While it's fine to know internally that you can't rely on a friend-jumper, you still don't want to allow them to use you. Getting all the benefits of the big events in your life without any of the work isn't really fair, and it's bound to leave you feeling irritated over time. So how do you keep yourself from feeling frustrated and used? You set boundaries.
If you're dealing with a friend-jumper, you have to learn to say no. You can't allow them to keep getting in on the fun stuff, and bailing on everything else in favor of another pal. That might mean cutting them out of your plans altogether, difficult as it may be. A friend-jumper continues their behavior because they can always find a new pal to accept them. In order to stop the cycle and end your own frustration, you have to learn to keep them at arm's length and not allow them a place in your inner circle.
(Riverdale via The CW)
Talk to Your Friends
Since the friend-jumper feeds on one person at a time, it can sometimes take a while for your group to figure out what's going on. If you're the first one to spot the problem, however, be sure to talk to your pals. It's imperative that you're all on the same page. Once you talk things through, you can all agree that this person doesn't have your best interests at heart, and you can simultaneously stop entertaining their flakey ways. If none of your friends will give them the time of day, there's no one for them to bounce to next. It may sound way harsh, but it might just be the wakeup call they need to realize they can't use people for their own benefit.

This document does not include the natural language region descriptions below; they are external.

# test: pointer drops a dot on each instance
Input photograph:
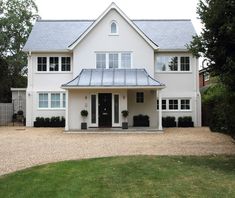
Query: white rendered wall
(147, 108)
(81, 99)
(100, 40)
(183, 85)
(43, 82)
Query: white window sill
(173, 72)
(53, 72)
(50, 109)
(113, 34)
(176, 110)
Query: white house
(111, 64)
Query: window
(93, 109)
(167, 63)
(55, 100)
(184, 64)
(64, 100)
(126, 60)
(185, 104)
(140, 97)
(113, 28)
(43, 100)
(163, 104)
(116, 108)
(54, 64)
(52, 100)
(101, 61)
(113, 60)
(42, 64)
(65, 63)
(173, 104)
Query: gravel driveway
(25, 147)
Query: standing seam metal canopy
(113, 78)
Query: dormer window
(113, 28)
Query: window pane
(64, 100)
(184, 63)
(65, 63)
(54, 64)
(55, 100)
(113, 60)
(116, 108)
(173, 104)
(139, 97)
(43, 100)
(185, 104)
(167, 63)
(125, 60)
(42, 64)
(113, 28)
(101, 61)
(93, 109)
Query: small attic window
(113, 27)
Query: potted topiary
(125, 123)
(84, 114)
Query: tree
(217, 44)
(217, 40)
(16, 21)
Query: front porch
(104, 101)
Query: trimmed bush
(49, 122)
(168, 121)
(141, 120)
(185, 121)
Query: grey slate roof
(113, 78)
(57, 35)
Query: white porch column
(67, 110)
(159, 110)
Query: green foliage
(84, 113)
(131, 176)
(16, 19)
(217, 40)
(219, 102)
(125, 113)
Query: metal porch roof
(113, 78)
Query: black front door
(105, 110)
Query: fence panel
(6, 113)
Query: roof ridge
(65, 20)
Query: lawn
(133, 176)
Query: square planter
(83, 125)
(125, 125)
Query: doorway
(105, 109)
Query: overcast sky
(134, 9)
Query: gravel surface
(25, 147)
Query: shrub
(20, 112)
(125, 113)
(84, 113)
(168, 121)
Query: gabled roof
(119, 78)
(58, 35)
(115, 7)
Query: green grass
(134, 176)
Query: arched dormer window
(113, 27)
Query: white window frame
(178, 64)
(179, 104)
(48, 64)
(119, 58)
(49, 100)
(110, 28)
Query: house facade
(109, 65)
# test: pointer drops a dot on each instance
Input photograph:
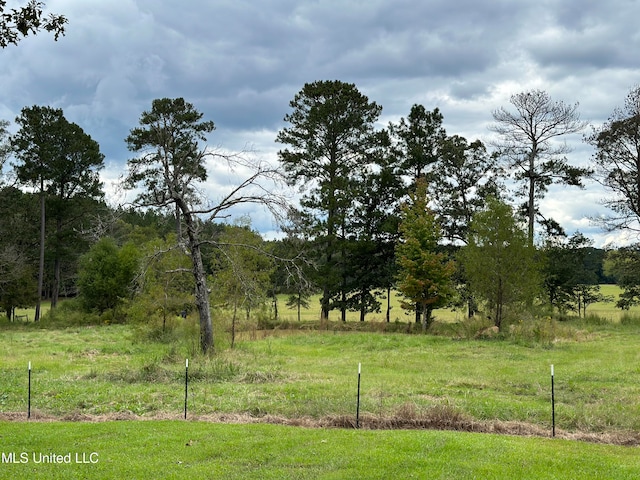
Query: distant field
(605, 310)
(119, 372)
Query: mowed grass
(109, 369)
(188, 450)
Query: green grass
(108, 369)
(179, 449)
(115, 372)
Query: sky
(241, 62)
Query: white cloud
(241, 62)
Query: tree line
(407, 207)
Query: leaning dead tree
(169, 173)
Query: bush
(628, 319)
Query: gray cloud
(241, 62)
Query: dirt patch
(430, 421)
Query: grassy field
(188, 450)
(301, 380)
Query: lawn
(186, 450)
(81, 374)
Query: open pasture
(134, 388)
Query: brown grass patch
(437, 418)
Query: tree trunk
(41, 266)
(532, 196)
(388, 304)
(202, 291)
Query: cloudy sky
(240, 62)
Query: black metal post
(29, 394)
(358, 402)
(553, 406)
(186, 386)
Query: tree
(617, 164)
(417, 142)
(242, 272)
(16, 281)
(170, 167)
(570, 274)
(330, 140)
(500, 265)
(106, 275)
(529, 149)
(165, 286)
(5, 146)
(20, 22)
(424, 275)
(466, 177)
(62, 162)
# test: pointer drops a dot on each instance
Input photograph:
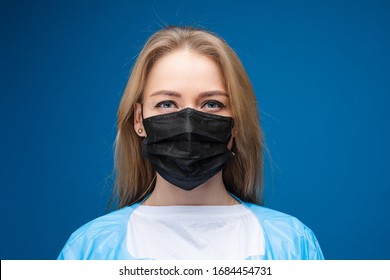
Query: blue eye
(166, 104)
(213, 104)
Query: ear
(138, 126)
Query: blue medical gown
(104, 238)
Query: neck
(213, 192)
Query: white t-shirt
(194, 232)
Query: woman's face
(184, 79)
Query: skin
(176, 81)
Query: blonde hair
(243, 175)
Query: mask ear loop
(140, 130)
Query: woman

If just agreeing amongst your friends to simply stop entertaining a friend-jumper leaves a bad taste in your mouth, you could always confront them. We're all about being upfront and honest with your feelings, so confronting your flighty friend is one of our favorite options. You don't have to go all mean girl on them or call them out in front of everyone—you can simply sit them down and let them know the behaviors you've noticed that you don't really appreciate.
Chances are they'll deny, deny, deny, and insist that they really do care about you. While it might not lead anywhere, there's a slight chance that this pal will realize the error of their ways and focus on building meaningful friendships in the future. Either way, it leaves you with a clear conscience and nothing preventing you from moving on from this friend without any lingering guilt or remorse.